Christopher Davison’s gouache and papier collé reclining figures – one of them (with voodoo mask head clasped in a cup-like hand) parenthetically titled “Judith” – evoked the dream-like intersection of figure and land- or cityscape. Davison’s essentially symbolist vocabulary conveys a sense of figures painted, even tattooed (or conversely, eviscerated) by the flow of place, experience, dreams; the endlessly folded and re-folded maps literally folded into our laps.
Flânerie is also about the process of fastening on, and collecting the curiosities of the urban streets – as tangible souvenirs (perfect bilingual word) – exotica, antiques or antiquities, or simply fascinating detritus; things almost unconsciously sought after, the epiphanal object. Aya Saieto’s large drawings (if that is the correct word for them) in oil, acrylic and ink on paper are both journeys and curiosities, its distinctly figurative elements – physical, organic, animal, avian – extrapolated and abstracted into intricate, sinuous improvisations, yet woven into a whole, the macrocosmic emerging out of the microcosmic, and vice-versa.

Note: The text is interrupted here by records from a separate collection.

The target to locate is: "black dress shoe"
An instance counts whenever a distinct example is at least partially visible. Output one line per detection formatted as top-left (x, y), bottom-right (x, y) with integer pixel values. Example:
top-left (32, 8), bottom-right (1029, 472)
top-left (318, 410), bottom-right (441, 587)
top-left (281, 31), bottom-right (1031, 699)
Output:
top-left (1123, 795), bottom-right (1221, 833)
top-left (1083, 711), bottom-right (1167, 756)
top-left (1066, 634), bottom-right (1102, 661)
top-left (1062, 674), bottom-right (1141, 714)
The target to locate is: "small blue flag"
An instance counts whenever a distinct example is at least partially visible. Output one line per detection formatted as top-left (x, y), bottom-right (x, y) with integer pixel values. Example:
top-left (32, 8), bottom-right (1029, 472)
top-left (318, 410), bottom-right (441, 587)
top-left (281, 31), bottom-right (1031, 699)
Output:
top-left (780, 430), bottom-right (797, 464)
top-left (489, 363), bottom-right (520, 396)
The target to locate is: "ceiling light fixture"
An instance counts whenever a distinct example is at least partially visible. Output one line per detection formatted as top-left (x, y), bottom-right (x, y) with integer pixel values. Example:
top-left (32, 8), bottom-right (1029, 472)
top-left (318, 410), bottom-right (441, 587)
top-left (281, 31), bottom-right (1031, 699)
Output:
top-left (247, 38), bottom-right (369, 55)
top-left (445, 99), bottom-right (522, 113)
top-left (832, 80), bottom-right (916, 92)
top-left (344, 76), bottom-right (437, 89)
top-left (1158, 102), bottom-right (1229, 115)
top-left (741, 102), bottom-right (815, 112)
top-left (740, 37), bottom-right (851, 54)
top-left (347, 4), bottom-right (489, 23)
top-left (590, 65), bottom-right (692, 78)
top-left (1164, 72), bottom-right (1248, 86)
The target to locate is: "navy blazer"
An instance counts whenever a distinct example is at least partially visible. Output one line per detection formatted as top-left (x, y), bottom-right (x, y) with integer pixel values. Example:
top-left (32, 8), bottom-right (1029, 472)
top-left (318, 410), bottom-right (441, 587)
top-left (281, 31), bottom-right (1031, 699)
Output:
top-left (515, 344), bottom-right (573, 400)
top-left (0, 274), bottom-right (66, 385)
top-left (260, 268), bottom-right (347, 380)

There were affinities, however oblique, among these two very different artists, as well as a third (and a fourth?) – Ami Tallman, whose oil/gouache/watercolor (and ink and pencil) works on paper pulled us into a very concrete microcosmic sphere of objects, still lifes, halls and galleries (shades of those Baudelairean arcades!), fixtures, and drawing room interiors – slightly pompous but also slightly déraciné, conveying a sense of evacuation not too far removed from Feser’s streetscapes – with both aspects of ‘curiosity’ and alienation heightened, enriched by a warm, saturated palette of near-psychidelic intensity. (The alien quality is further emphasized by strokes of enamel worked over portions of the surface.) Tallman has a sure technique, a formal and tonal control that is almost breath-taking, and above all a sharp eye and a wit to match it.

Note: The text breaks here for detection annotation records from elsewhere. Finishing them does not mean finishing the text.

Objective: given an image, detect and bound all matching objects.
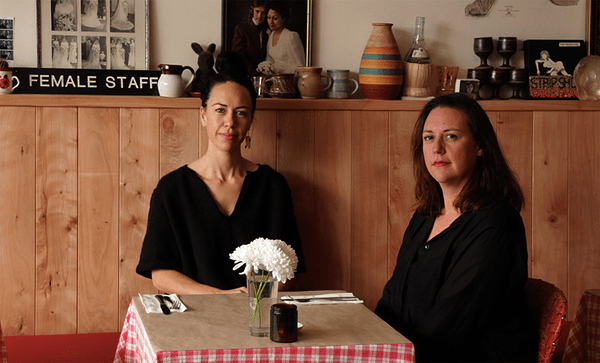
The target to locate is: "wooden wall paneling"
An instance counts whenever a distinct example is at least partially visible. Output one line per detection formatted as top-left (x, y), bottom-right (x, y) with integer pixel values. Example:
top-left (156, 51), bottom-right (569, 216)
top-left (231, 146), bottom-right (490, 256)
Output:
top-left (567, 111), bottom-right (600, 320)
top-left (277, 110), bottom-right (316, 286)
top-left (35, 107), bottom-right (78, 335)
top-left (242, 110), bottom-right (277, 169)
top-left (490, 111), bottom-right (533, 276)
top-left (307, 111), bottom-right (352, 291)
top-left (77, 107), bottom-right (120, 333)
top-left (351, 111), bottom-right (389, 310)
top-left (119, 108), bottom-right (160, 326)
top-left (0, 107), bottom-right (36, 335)
top-left (530, 111), bottom-right (569, 293)
top-left (387, 111), bottom-right (419, 279)
top-left (160, 108), bottom-right (200, 176)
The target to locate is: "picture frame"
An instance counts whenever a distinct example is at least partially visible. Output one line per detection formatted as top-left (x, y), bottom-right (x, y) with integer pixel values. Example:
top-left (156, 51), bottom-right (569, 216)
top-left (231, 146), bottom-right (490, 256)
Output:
top-left (221, 0), bottom-right (313, 74)
top-left (37, 0), bottom-right (150, 70)
top-left (454, 78), bottom-right (479, 100)
top-left (0, 18), bottom-right (15, 67)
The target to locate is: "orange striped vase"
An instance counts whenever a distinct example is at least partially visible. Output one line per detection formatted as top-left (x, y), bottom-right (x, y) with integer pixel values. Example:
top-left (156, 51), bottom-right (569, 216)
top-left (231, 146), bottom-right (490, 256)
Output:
top-left (358, 23), bottom-right (404, 100)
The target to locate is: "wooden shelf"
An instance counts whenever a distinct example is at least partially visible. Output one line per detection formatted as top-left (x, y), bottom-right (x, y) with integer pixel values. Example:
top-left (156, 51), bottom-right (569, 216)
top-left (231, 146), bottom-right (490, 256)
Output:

The cabinet of curiosities closed fittingly with a suite of photograph C-prints from Adrien Missika’s Safari Classique series. (A Bas Louter portrait in charcoal shared the wall.) What appeared to be miniature landscapes – artful and somewhat romanticized composites of photographed foregrounds and painted backgrounds, photo-realist painting, or some combination of the two – turned out to be fragments of natural history museum dioramas (in fact, taken at the American Museum of Natural History in New York) – just the sort of thing I’d pick up from Deyrolle or a bord-de-la-Seine-bouquinist after a day wandering around Paris. (If there is a hint of nostalgia here, I think it’s probably my own: Paris me manque, and the Natural History Museum was always one of my favorite places in New York.)
The American writer Edmund White has noted that in recent years even Parisian-style flânerie veers far from the familiar, bourgeois boulevards of St. Germain des Près, Batignolles, Montparnasse, etc. into the most exotic ethnic quartiers of the city – even the banlieues. With fette, it seems to be the more or less consistent policy: to keep an open eye and an open door.